The ill will between Trump and McCain started when Trump blasted McCain for not voting in favor of the president's major healthcare bill, a repeal of the previous administration's controversial healthcare law called Obamacare. That left Trump short of the votes he needed to pass the bill, and the legislation failed to pass.

The spat has continued for a number of weeks, and experts said it could damage the White House's agenda, as well as Trump's decision to make key decisions.

"McCain ... has the potential to vote against Trump on (future) issues. That would make it nearly impossible for Trump to implement his policy agenda and alter the course of U.S. affairs," West said.

"Trump should take this seriously because McCain can combine with a couple of other Republican Senators and derail Trump's legislative agenda. That would deal a serious blow to the Trump Administration," West said.

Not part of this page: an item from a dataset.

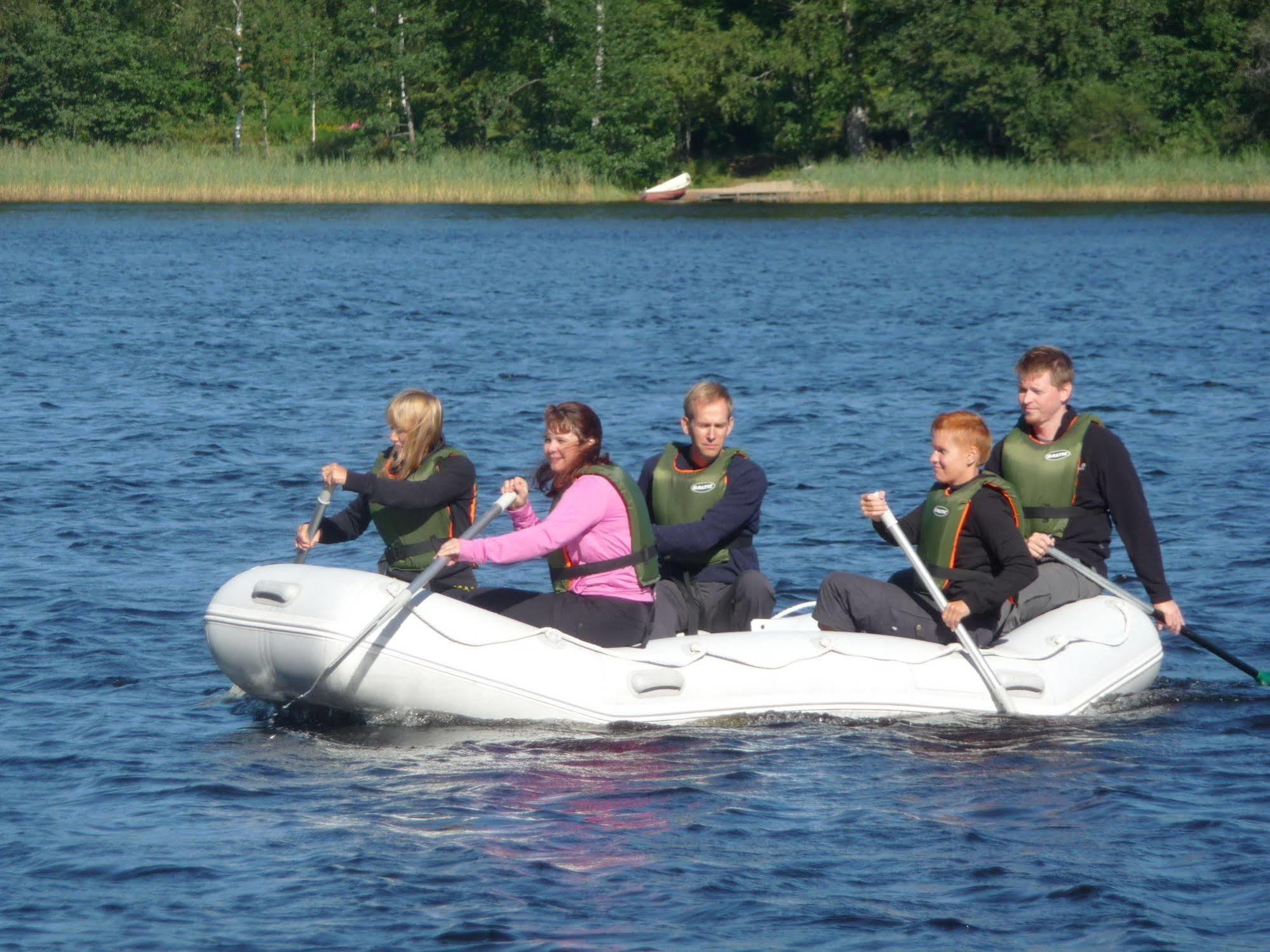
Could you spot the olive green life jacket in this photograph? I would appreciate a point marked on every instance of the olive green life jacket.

Dan Mahaffee, senior vice president and director of policy at the Center for the Study of Congress and the Presidency, also told Xinhua that these spats continue because Trump is dealing with a sense of embattlement, an inclination to favor his base over other constituencies, pressure to make achievements before the 2018 Congressional elections, and rifts in the GOP that have been widening for decades.

This disunity, alongside the rumored rifts in the cabinet and the White House staff, present an image of a fractured government in dealing with both the domestic policy challenges, as well as a wide range of diplomatic and national security challenges.

"It is hardly reassuring for American allies and a wide range of the American people," Mahaffee said.